Price testified before the Senate health committee that he had purchased the stock at the same price that was available to all other investors. But the Senate Democrats noted that The Wall Street Journal reported last week that Price had purchased discounted shares in two separate private placements offered to fewer than 20 U.S. investors. The senators said the company’s chief executive officer had confirmed that the discount price was not available to all U.S. investors.
In an email interview last week with McClatchy, Innate Immunotherapeutics CEO Simon Wilkinson disputed that Price had gotten insider or privileged information about the company before he purchased the stock.
He told McClatchy that Price was not an “initial” investor in a private offering of company stock but rather had heard about the offering through a “family and friends” offer that gave first shots to people who had been advised about the offering by people who own significant shares.
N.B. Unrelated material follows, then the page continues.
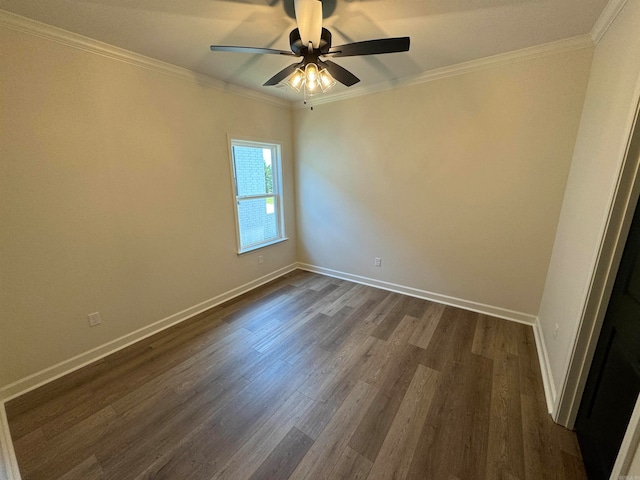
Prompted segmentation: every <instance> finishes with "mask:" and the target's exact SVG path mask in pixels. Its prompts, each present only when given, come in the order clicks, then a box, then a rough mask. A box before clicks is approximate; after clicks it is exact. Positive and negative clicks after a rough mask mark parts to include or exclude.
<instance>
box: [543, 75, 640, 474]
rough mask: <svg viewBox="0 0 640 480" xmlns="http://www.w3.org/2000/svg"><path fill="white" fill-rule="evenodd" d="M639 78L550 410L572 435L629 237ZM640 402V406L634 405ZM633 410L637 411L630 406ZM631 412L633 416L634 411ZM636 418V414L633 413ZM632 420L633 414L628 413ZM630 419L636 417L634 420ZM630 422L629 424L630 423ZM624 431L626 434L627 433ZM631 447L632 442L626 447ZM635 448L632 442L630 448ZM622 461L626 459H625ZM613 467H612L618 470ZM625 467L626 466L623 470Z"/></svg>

In this case that was Rep. Christopher Collins, R-N.Y., who is a director of the company, according to Wilkinson and Price’s congressional testimony.
But the senators, in a letter to the SEC sent Friday, said Collins’ and Wilkinson’s accounts changed again. In an email mistakenly sent to CNN, Collins said the offer “was made available to every U.S. shareholder who had ever participated in any share offering in the U.S.”
The Democrats’ letter to the SEC also says that although Price says conversations with Collins abut the company did not influence his decision to purchase the stock, Collins told The Wall Street Journal otherwise. Collins told the newspaper that after telling Price about a private placement, “Price asked if he could participate.”
The account, the senators wrote, “renews questions regarding whether Rep. Price benefited from information not available to the general public.”
Republicans hope Price will play a leading role in rolling back former President Barack Obama’s signature health care law, but Democrats have looked to stall his nomination, raising repeated questions about his stock trades. Senate Democrats on the health committee called on the SEC in January to investigate Price’s stock deals. They’ve also called for an investigation by the Office of Congressional Ethics.
The SEC declined to comment. A spokesman for HHS, Ryan Murphy, said any suggestion that Price’s “motivations for public service have been anything other than to seek to improve the lives of the American people is simply wrong.”
Senate Democrats are mostly expected to vote against Price, but they don’t have the votes to block his nomination and few Republicans seem inclined to join them.
Democrats twice boycotted a Senate Finance Committee meeting last week that was to vote on Price’s nomination. Republicans waived committee rules and approved Price with a unanimous vote.
Price has denied any wrongdoing, and Senate Finance Committee Chairman Orrin Hatch, R-Utah, has accused Democrats of launching “grossly exaggerated and distorted attacks” on the nominee.